"La partitocrazia, con l’intento di spianare la strada all’ accordo coloniale evitandogli lo scoglio della doppia maggioranza, vuole rimuovere gli ostacoli democratici”
di Lorenzo Quadri *
Come noto, la Commissione di politica estera del Consiglio nazionale ritiene (a maggioranza) che l’ accordo quadro istituzionale “2.0” non debba sottostare al referendum obbligatorio, ma solo a quello facoltativo. Non si tratta di lana caprina politichese. Referendum facoltativo significa che, per far votare i cittadini, qualcuno deve raccogliere 50mila firme in 100 giorni. Inoltre, a determinare l’esito del voto è solo la maggioranza del popolo. Il referendum obbligatorio implica invece che la votazione venga indetta d’ufficio e che necessiti della doppia maggioranza: popolo e Cantoni.

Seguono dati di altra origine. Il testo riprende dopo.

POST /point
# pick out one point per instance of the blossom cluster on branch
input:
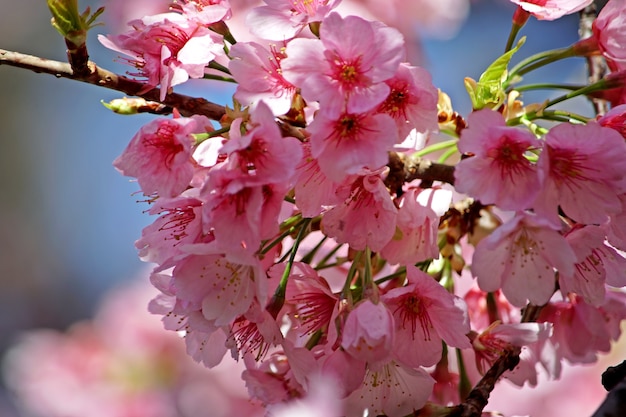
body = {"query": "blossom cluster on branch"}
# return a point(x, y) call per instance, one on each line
point(296, 232)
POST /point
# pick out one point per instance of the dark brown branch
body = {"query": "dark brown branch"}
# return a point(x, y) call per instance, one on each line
point(477, 400)
point(103, 78)
point(615, 402)
point(596, 65)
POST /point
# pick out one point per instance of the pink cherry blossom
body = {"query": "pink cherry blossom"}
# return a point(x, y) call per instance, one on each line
point(392, 390)
point(280, 20)
point(552, 9)
point(616, 227)
point(412, 100)
point(520, 257)
point(259, 76)
point(254, 333)
point(498, 172)
point(368, 332)
point(425, 314)
point(490, 344)
point(417, 226)
point(596, 264)
point(581, 175)
point(223, 290)
point(261, 155)
point(347, 67)
point(204, 12)
point(160, 155)
point(349, 143)
point(168, 49)
point(366, 219)
point(610, 33)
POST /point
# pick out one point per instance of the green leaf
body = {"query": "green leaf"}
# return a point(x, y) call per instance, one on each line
point(69, 22)
point(488, 91)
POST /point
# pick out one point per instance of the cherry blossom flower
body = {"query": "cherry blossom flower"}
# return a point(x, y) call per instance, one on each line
point(167, 48)
point(609, 32)
point(119, 364)
point(239, 216)
point(551, 9)
point(368, 332)
point(179, 224)
point(417, 226)
point(205, 12)
point(616, 227)
point(223, 290)
point(490, 344)
point(596, 264)
point(580, 330)
point(390, 389)
point(366, 218)
point(582, 176)
point(520, 257)
point(261, 155)
point(349, 64)
point(280, 20)
point(498, 172)
point(425, 314)
point(615, 119)
point(349, 143)
point(412, 100)
point(259, 76)
point(160, 155)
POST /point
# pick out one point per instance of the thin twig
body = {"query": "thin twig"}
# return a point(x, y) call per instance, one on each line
point(596, 65)
point(104, 78)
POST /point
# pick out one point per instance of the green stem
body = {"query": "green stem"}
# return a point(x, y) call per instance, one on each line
point(217, 66)
point(289, 230)
point(537, 61)
point(282, 287)
point(308, 258)
point(399, 272)
point(512, 35)
point(547, 86)
point(322, 263)
point(201, 137)
point(465, 386)
point(447, 154)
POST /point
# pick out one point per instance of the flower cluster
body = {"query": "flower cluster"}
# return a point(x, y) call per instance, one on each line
point(284, 236)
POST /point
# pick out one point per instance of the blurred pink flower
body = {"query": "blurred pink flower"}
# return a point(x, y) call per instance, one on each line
point(552, 9)
point(609, 31)
point(425, 314)
point(498, 171)
point(160, 155)
point(280, 20)
point(122, 364)
point(168, 49)
point(368, 332)
point(346, 68)
point(584, 177)
point(519, 257)
point(366, 219)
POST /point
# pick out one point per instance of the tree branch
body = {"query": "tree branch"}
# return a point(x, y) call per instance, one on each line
point(104, 78)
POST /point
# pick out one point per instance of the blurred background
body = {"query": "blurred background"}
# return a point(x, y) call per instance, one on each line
point(68, 220)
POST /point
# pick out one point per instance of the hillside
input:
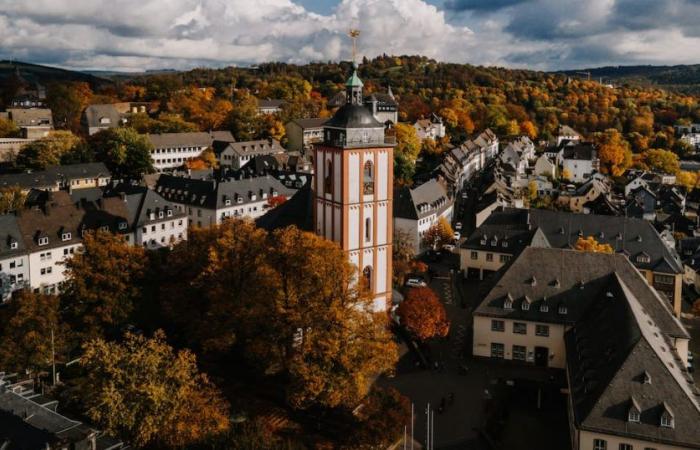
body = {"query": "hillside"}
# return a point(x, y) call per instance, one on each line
point(34, 73)
point(683, 78)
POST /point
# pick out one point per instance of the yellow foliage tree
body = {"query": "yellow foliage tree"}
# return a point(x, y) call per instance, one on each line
point(590, 244)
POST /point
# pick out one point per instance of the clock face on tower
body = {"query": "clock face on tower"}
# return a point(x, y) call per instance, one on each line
point(353, 192)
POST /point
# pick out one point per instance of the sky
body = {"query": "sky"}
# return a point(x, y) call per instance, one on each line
point(135, 35)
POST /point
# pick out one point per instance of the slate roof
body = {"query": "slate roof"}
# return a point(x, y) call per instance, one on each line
point(176, 140)
point(353, 116)
point(93, 114)
point(54, 175)
point(572, 279)
point(619, 356)
point(427, 199)
point(580, 152)
point(211, 194)
point(314, 122)
point(625, 235)
point(31, 117)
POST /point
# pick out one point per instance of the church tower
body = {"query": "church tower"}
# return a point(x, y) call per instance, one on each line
point(353, 191)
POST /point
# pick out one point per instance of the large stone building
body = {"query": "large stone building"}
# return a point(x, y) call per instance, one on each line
point(508, 231)
point(624, 352)
point(353, 190)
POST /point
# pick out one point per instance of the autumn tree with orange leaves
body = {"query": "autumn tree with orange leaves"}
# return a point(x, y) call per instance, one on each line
point(590, 244)
point(423, 314)
point(102, 284)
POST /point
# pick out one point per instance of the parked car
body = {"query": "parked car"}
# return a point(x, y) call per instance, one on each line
point(415, 282)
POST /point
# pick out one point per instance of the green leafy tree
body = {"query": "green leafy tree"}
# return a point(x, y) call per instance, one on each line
point(47, 151)
point(150, 395)
point(125, 152)
point(28, 321)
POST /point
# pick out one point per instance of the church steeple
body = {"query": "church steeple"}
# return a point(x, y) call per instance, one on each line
point(353, 87)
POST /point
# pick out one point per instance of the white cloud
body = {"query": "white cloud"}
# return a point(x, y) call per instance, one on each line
point(148, 34)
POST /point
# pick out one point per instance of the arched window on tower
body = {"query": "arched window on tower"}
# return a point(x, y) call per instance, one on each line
point(368, 178)
point(367, 278)
point(328, 181)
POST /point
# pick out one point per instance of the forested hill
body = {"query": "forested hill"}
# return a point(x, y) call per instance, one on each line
point(35, 73)
point(684, 78)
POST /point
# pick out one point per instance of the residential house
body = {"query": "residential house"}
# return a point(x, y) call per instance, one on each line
point(417, 209)
point(637, 239)
point(431, 128)
point(54, 178)
point(211, 202)
point(172, 150)
point(270, 106)
point(624, 353)
point(303, 133)
point(545, 167)
point(34, 123)
point(579, 161)
point(235, 155)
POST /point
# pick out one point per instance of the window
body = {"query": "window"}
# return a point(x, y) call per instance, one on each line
point(328, 181)
point(633, 415)
point(498, 325)
point(497, 350)
point(542, 330)
point(664, 279)
point(368, 178)
point(600, 444)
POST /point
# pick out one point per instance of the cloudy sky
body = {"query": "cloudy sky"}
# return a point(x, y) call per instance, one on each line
point(539, 34)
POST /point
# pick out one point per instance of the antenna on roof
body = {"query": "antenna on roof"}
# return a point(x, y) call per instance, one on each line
point(354, 33)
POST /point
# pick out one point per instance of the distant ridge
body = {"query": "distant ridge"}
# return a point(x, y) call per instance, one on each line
point(680, 77)
point(35, 73)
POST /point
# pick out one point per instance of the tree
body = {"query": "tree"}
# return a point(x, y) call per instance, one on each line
point(125, 152)
point(148, 394)
point(423, 315)
point(12, 198)
point(614, 153)
point(407, 142)
point(67, 102)
point(47, 151)
point(663, 161)
point(102, 284)
point(403, 253)
point(591, 245)
point(8, 128)
point(25, 337)
point(439, 234)
point(242, 120)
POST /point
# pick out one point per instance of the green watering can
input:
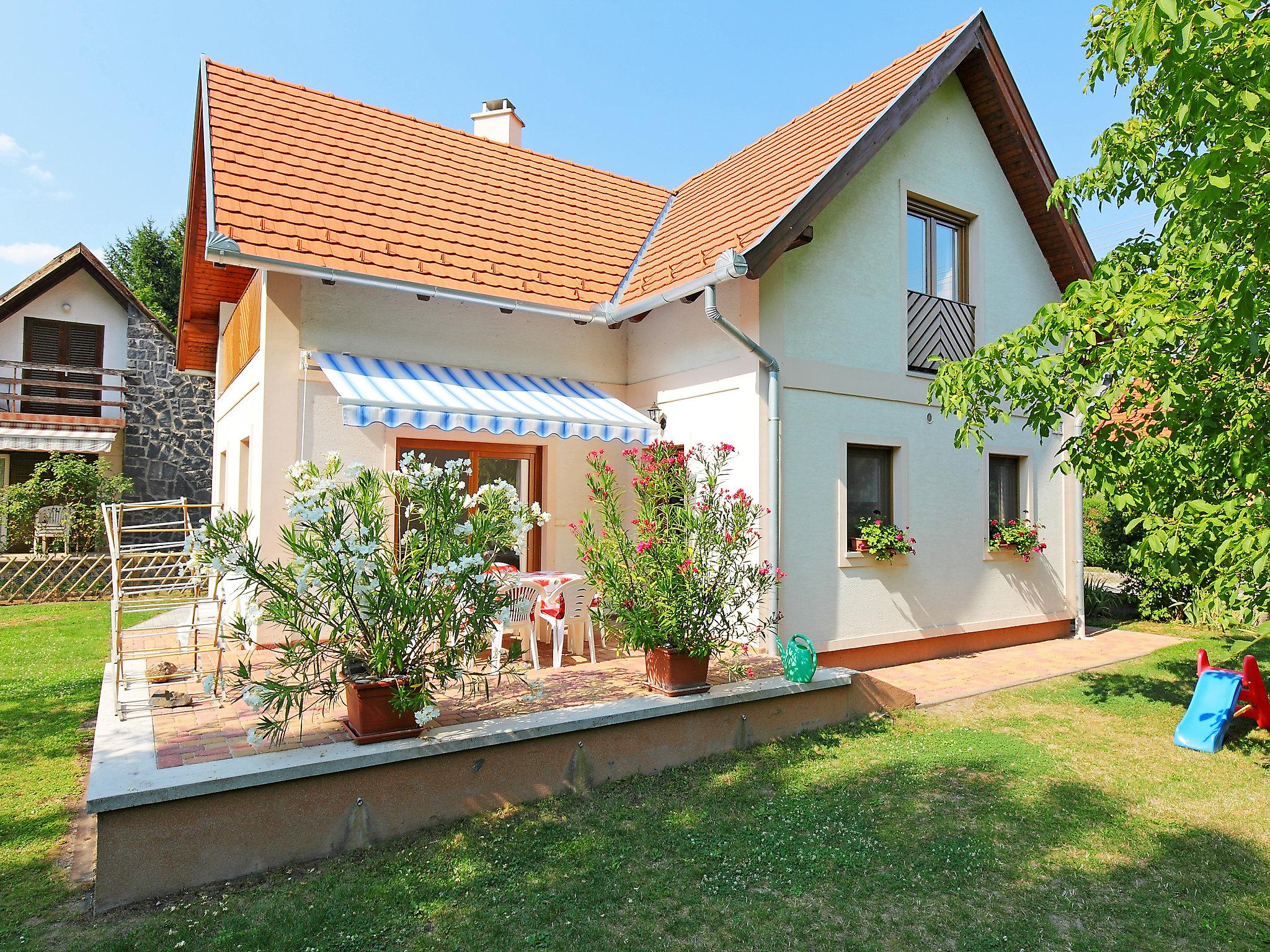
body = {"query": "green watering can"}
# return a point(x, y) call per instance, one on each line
point(798, 656)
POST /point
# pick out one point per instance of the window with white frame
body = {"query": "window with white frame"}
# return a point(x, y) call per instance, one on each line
point(870, 485)
point(1005, 489)
point(940, 318)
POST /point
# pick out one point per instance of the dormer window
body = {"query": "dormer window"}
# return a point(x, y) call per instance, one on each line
point(940, 322)
point(936, 253)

La partitocrazia ha dunque dimostrato di avere paura delle nostre regole democratiche. Coda di paglia? Intendiamoci: è scontato che alle urne si andrà anche con il referendum facoltativo. Che verrà ovviamente lanciato ed altrettanto ovviamente riuscirà. Tuttavia, come indicato sopra, senza referendum obbligatorio cade il requisito della maggioranza dei Cantoni.

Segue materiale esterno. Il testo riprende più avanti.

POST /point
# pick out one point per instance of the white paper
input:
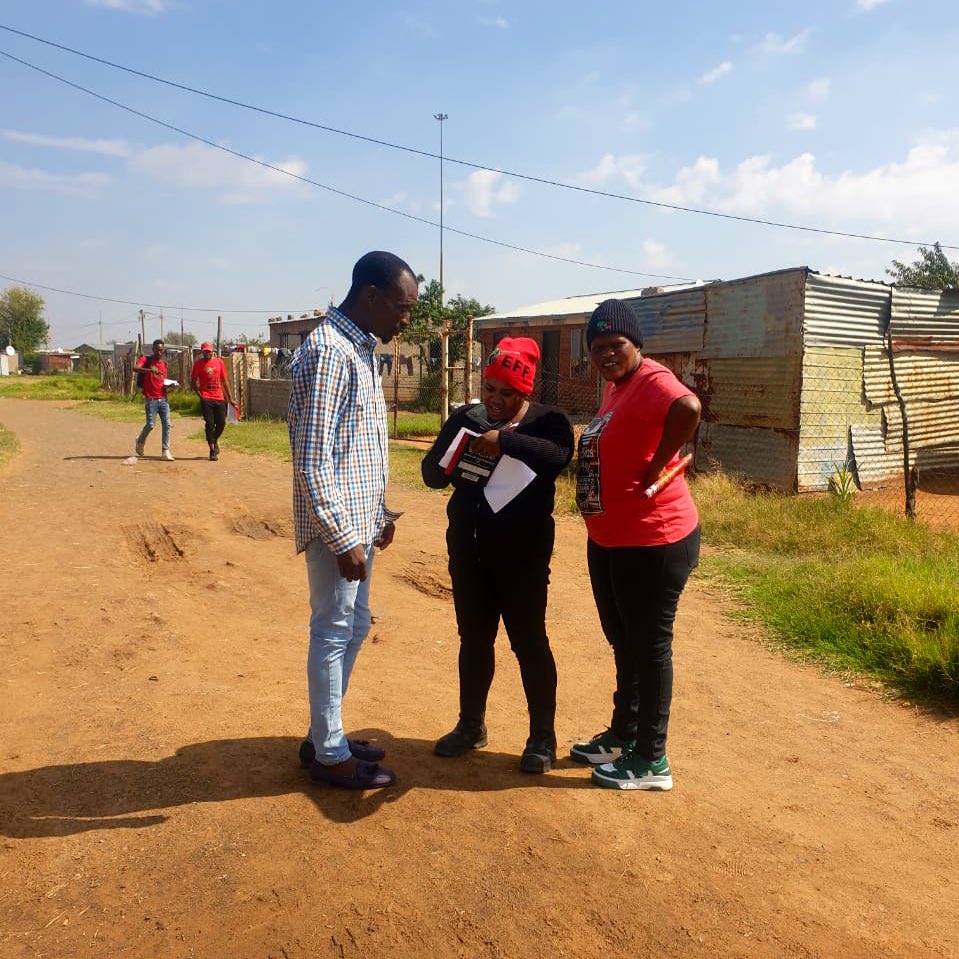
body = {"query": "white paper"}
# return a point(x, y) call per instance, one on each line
point(507, 481)
point(448, 455)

Di conseguenza, le regioni periferiche vengono penalizzate, mentre le grandi città rossoverdi – ed euroturbo! – sono favorite; le funeste conseguenze di tale situazione sono facili da immaginare. Ma il nostro sistema democratico prevede un meccanismo di riequilibrio del peso politico tra Cantoni grandi e piccoli. A tale scopo nel Consiglio degli Stati ogni Cantone ha due rappresentanti, indipendentemente dal numero di abitanti. Anche ad una votazione fondamentale per il futuro della nazione, come il trattato di sottomissione all’UE, deve applicarsi questo meccanismo.
Del resto, per l’adesione della Svizzera allo SEE venne indetto il referendum obbligatorio. Ma la partitocrazia, con l’intento di spianare la strada all’ accordo coloniale evitandogli lo scoglio della doppia maggioranza, vuole “rimuovere gli ostacoli democratici”. Sicché argomenta goffamente il proprio njet al referendum obbligatorio nascondendosi dietro perizie giuridiche prodotte dal Dipartimento federale di giustizia targato PS (partito che addirittura vuole l’adesione all’UE).
Ma è noto a tutti che, per un avvocato che afferma una cosa, se ne trovano due pronti a sostenere l’esatto contrario. Nei mesi scorsi, esprimendosi sulla NZZ, Andreas Glaser, professore di diritto pubblico all’Università di Zurigo, ha dichiarato che, in considerazione delle sue “pesanti ripercussioni sulla nostra struttura statale” l’accordo con l’UE “deve sottostare al referendum obbligatorio”.
Di sicuro un professore universitario ha maggiore competenza ed autorevolezza dei funzionari del Dipartimento Jans. Ma soprattutto: qui non si tratta di cavillare, bensì di decidere sul futuro della Svizzera. Occorre quindi compiere una scelta politica, ed assumersene le responsabilità. Nascondersi dietro perizie giuridiche non solo è vile: equivale al rifiuto di svolgere il lavoro per cui un deputato è stato eletto.